Mythenmetz' Rückkehr in die Bücherstadt ist eine Zwischenstation. Hier ergeht er sich in langen Geschichten über die Geschehnisse der letzten 200 Jahre in Buchhaim, schier endlosen Beschreibungen langer Theaterstücke und ermüdenden Notizen. Insgesamt wenig Handlung, und leider auch nur wenig Spannung. Dafür entschuldigt sich sogar der "Übersetzer" dieses Buchs, Walter Moers, im Nachwort: "Ich musste, so leid es mir tut, den Roman aus Gründen seines Umfangs und seiner Komplexität in zwei Bücher aufteilen. Dies hängt hauptsächlich mit den massiven Kürzungen zusammen, die ich auch diesmal – wie fast immer bei Mythenmetz - an den oft fast absurd umfangreichen Prosatexten vorzunehmen hatte. So entstand die Idee aus der Not eine Tugend und aus einem Buch zwei zu machen.“

Moers verspricht, in Kürze den nächsten Teil der Übersetzung zu liefern. Als Cliffhanger muss der Satz herhalten, der auch schon nach dem ersten Buch Lust auf die Fortsetzung machte: "Hier fängt die Geschichte an."

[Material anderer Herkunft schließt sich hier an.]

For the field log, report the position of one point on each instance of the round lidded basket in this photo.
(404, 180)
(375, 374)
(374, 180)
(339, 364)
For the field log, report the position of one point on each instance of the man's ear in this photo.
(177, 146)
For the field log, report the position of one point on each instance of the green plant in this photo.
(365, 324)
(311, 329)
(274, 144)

Ich verzeihe dem sich offenbar immer noch in einer Schaffenskrise befindlichen Mythenmetz seine Ausschweifungen, die an die Spannung im ersten Teil der Buchhaim-Saga nicht heran kommen. Ich gebe Mythenmetz alias Walter Moers eine Chance mit dem kommenden Buch aus dieser Reihe. Bis dahin lege ich den Mantel des Schweigens über dieses so schön gestaltete und großformatige Stück zamonischer Trivialliteratur und empfehle Ihnen den ersten Teil, "Die Stadt der Träumenden Bücher". Denn damit kann ich ihnen eins garantieren: Hier fängt die Geschichte an.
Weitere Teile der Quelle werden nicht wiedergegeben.